Sono partita dallo studio di dati reali, per esempio ho osservato a lungo foto e documentari per capire come si comportano i galli da combattimento. Ci tengo molto a precisare questo perché quello che mi ispira di più per la danza non è tanto il movimento in sé, in senso astratto. Ovviamente è fondamentale, ma nella mia danza il movimento non nasce mai gratuitamente, è più come un’onda che sgorga da un carattere. Se in scena agisco in un certo modo è perché sono un gallo, non perché ho scelto alcuni movimenti che mi sembrano funzionare e che richiamano la natura dell’animale. Prima c’è stata l’idea del gallo e dello scorpione in forma di disegno, poi i costumi e in seguito la partitura fisica. Il movimento allora sembrerà necessariamente quello dell’animale, perché è maturato secondo un processo ben preciso. Non è l’immagine che si innesta sul movimento ma al contrario è l’immagine che lo crea, in questo modo le azioni si adattano sempre al carattere di personaggi che non fanno qualcosa, non agiscono, ma sono qualcosa.
In realtà non c’è nulla da capire o da scoprire, si tratta semplicemente della natura dell’animale, del suo atteggiamento. Ho cercato di restituirne il modo di essere, come per esempio nel caso dello scorpione che appare estremamente misterioso senza per questo nascondere qualcosa.

Come hai lavorato rispetto agli altri elementi della scena?

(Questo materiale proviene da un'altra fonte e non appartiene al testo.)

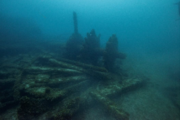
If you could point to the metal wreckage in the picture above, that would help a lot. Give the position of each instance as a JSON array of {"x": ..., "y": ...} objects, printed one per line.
[{"x": 63, "y": 88}]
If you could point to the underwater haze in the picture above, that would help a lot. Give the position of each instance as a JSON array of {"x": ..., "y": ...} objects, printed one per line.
[{"x": 148, "y": 33}]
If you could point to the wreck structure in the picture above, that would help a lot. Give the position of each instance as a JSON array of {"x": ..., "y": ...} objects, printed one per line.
[
  {"x": 75, "y": 42},
  {"x": 89, "y": 51},
  {"x": 61, "y": 88}
]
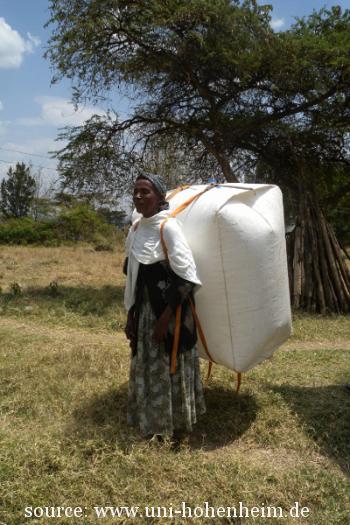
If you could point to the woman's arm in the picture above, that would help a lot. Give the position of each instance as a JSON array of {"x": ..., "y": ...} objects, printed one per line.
[{"x": 175, "y": 295}]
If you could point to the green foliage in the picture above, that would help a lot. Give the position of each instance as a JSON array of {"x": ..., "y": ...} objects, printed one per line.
[
  {"x": 80, "y": 223},
  {"x": 26, "y": 230},
  {"x": 17, "y": 192}
]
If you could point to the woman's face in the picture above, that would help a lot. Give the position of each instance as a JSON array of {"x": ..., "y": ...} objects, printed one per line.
[{"x": 146, "y": 198}]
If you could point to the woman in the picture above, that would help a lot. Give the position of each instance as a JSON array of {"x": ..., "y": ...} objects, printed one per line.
[{"x": 160, "y": 402}]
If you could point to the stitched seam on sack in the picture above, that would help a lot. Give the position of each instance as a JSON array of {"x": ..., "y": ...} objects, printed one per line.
[{"x": 226, "y": 292}]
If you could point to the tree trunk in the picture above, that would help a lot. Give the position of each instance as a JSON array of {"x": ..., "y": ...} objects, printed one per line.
[{"x": 318, "y": 276}]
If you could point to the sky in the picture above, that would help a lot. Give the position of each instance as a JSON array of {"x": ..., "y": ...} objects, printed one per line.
[{"x": 32, "y": 110}]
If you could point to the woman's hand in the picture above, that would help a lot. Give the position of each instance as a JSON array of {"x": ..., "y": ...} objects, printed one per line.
[{"x": 162, "y": 324}]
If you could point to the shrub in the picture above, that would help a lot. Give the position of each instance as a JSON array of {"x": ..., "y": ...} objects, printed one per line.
[
  {"x": 26, "y": 231},
  {"x": 81, "y": 223}
]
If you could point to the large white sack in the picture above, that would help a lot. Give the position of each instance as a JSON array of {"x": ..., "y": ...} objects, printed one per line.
[{"x": 236, "y": 233}]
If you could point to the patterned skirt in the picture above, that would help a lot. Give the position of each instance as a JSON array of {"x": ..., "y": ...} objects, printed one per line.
[{"x": 159, "y": 403}]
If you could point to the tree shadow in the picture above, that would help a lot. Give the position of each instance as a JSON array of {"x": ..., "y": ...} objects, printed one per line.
[
  {"x": 325, "y": 414},
  {"x": 228, "y": 417},
  {"x": 103, "y": 417}
]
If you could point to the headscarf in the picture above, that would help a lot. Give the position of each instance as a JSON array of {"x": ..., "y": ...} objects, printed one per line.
[{"x": 159, "y": 185}]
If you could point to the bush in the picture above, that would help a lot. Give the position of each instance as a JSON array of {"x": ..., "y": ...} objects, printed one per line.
[
  {"x": 82, "y": 223},
  {"x": 26, "y": 231}
]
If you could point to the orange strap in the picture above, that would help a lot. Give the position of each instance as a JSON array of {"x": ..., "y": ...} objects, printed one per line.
[
  {"x": 175, "y": 192},
  {"x": 239, "y": 378}
]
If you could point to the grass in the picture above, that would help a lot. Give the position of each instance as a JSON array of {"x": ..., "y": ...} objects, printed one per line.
[{"x": 63, "y": 384}]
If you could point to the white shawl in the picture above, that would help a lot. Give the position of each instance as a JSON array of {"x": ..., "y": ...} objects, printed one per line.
[{"x": 143, "y": 245}]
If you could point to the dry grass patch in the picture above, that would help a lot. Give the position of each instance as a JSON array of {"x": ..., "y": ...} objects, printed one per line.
[{"x": 64, "y": 438}]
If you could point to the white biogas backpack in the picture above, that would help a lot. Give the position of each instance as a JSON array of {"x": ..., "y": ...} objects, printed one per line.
[{"x": 237, "y": 237}]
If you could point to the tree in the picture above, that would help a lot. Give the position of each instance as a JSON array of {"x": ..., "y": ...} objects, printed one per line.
[
  {"x": 214, "y": 75},
  {"x": 17, "y": 191}
]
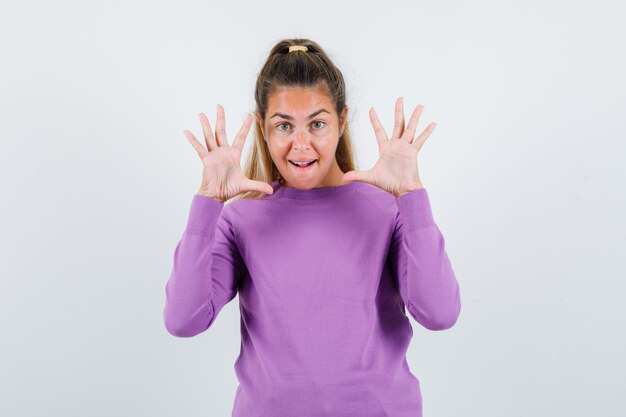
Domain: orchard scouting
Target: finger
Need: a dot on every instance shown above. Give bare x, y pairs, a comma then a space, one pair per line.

Anche a livello visivo tutto è ridotto alla sua forma più semplice, i colori sono estremamente selezionati: solo il nero dello spazio, insieme al rosso e al bianco dei costumi. L’ideazione e la costruzione dei costumi dei personaggi sono state fasi molto importanti, che hanno dato forma anche al modo di muoversi degli animali in scena. Per esempio lo scorpione indossa tacchi a spillo piuttosto alti e il movimento stesso è stato pensato per calzature di quella altezza, in netto contrasto con ciò che faccio io che sono scalza. Questo esempio si adatta anche a elementi più complicati del costume, come i caschi, che hanno richiesto moltissimo tempo per la loro realizzazione. È stato fondamentale il fatto che costruissimo noi stesse questi copricapi, che ne studiassimo la proporzione, prima lavorando sulla creta e poi con la vetroresina. L’aspetto del costruire e del costruirsi come personaggio è anche estremamente divertente, come il travestirsi prima di entrare in scena. In questo c’è un potenziale di trasformazione, un po’come fa Spiderman che quando indossa il suo costume diventa un supereroe.